Cá comigo, apelidei uma vizinha de “a louca dos abacates”. Vou chamá-la aqui de dona Eusébia, para não causar bururus no bairro. É de fato boa pessoa. E faz parte de suas melhores intenções reflorestar as calçadas com frondosos abacateiros. Planta-os às escondidas. Tem fé e foco, como se diz. De nada adianta o alerta de que os frutos – ainda que possam alimentar os famintos – podem cair na cabeça dos passantes ou amassar automóveis estacionados.
Alguns dos abacateiros da Zezé estão no modo PAC – “programa de aceleração do crescimento”, tendo atingido estatura e graça; e gerado uma curiosa safra de abacatinhos desnutridos que se espalham pelo chão. Para a militante, essas pequenas derrotas não colocam em risco seu projeto ecológico. Projeto encampado, inclusive, por outra moradora, da quadra acima, hoje feliz proprietária de uma muda adolescente, viçosa, cujos galhos nos roçam o braço quando viramos a esquina. Calculo que em breve deveremos pedir à Câmara Municipal que destrone o músico Brasílio Itiberê, patrono da via, e a rebatize de “Alameda dos Abacates”.
Antes que me tomem por um ranzinza, informo que eu mesmo
me tornei um castiço membro da confraria. Ainda durante a
pandemia, não sei por que diabos de algoritmo, apareceu na minha rede uma sugestão sobre como fazer brotar abacates – no espaço exíguo de um
apartamento. O tutorial é simples e posso resumi-lo: lave o caroço na pia. Com a ponta de uma faca, tire a casca que se forma em torno da semente. Depois, espete três palitinhos de dentes e mergulhe o caroço suspenso numa vasilha de plástico, com água até a boca. Pronto.
Ah, é perto de zero o risco de não saber que parte fica para cima e a que vai para baixo, submersa. Quando abrimos a fruta, comprada no supermercado – mas por pouco tempo, a depender da Eusébia –, as raízes já se pronunciam, assim como o futuro caule, cada um na sua ponta. Moleza – nem é preciso ter sido bom em Biologia.

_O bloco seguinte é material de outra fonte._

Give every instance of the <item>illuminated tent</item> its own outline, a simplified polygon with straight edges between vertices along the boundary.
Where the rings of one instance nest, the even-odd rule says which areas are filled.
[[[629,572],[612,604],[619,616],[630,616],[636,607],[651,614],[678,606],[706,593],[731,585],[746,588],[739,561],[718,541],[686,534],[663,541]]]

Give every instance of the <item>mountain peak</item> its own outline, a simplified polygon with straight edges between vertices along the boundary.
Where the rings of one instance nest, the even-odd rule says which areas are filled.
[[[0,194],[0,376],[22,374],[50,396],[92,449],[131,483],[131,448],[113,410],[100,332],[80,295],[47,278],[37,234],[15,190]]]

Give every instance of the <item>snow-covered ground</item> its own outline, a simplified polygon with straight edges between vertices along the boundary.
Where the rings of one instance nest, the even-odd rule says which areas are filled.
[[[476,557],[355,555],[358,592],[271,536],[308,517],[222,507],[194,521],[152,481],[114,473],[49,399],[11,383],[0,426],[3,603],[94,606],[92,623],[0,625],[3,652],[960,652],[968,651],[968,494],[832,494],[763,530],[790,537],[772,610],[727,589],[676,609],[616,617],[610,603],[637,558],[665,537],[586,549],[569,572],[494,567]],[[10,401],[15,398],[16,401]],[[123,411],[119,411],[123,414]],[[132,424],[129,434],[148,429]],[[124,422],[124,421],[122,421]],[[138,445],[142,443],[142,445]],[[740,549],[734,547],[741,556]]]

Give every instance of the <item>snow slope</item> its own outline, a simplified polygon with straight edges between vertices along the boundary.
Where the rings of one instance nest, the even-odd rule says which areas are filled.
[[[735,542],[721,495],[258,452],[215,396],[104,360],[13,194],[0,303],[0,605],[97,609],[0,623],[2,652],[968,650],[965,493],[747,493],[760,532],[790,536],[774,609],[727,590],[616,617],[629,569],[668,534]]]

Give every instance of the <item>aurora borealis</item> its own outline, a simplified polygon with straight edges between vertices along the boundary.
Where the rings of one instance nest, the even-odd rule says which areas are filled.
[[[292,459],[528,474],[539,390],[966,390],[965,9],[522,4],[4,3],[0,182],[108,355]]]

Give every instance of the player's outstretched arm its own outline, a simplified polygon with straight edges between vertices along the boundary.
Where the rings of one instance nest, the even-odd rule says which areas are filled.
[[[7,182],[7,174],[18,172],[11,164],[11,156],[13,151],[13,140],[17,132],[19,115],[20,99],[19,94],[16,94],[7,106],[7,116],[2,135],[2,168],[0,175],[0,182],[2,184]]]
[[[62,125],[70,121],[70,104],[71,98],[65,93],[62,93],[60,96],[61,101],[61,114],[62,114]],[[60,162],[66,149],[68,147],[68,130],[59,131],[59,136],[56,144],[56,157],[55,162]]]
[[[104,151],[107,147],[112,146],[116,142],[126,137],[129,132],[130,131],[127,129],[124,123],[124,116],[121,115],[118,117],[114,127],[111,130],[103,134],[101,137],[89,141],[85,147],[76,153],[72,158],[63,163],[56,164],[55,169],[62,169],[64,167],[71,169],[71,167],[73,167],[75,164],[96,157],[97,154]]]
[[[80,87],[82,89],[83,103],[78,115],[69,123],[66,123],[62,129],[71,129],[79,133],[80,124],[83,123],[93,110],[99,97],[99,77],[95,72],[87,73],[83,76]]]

Hoje, meu patrimônio está em torno de nove abacateiros plantados na água, todos acomodados em cima do microondas. Ultrapassam 40 centímetros cada. Eu os observo. Mesmo sem ciência, sei que um é diferente do outro – li que existem 500 espécies. Da parte que me cabe, sou o tutor de uma “antropófoga”, que já consumiu o caroço e agora deu de devorar as raízes. E tem a “distraída”, que finge não saber da limitada expectativa de vida de quem cresce num pote de margarina. Nunca dará frutos, embora queira, a inocente. Sinto pena, me iludo e olho para ela à espera de um milagre.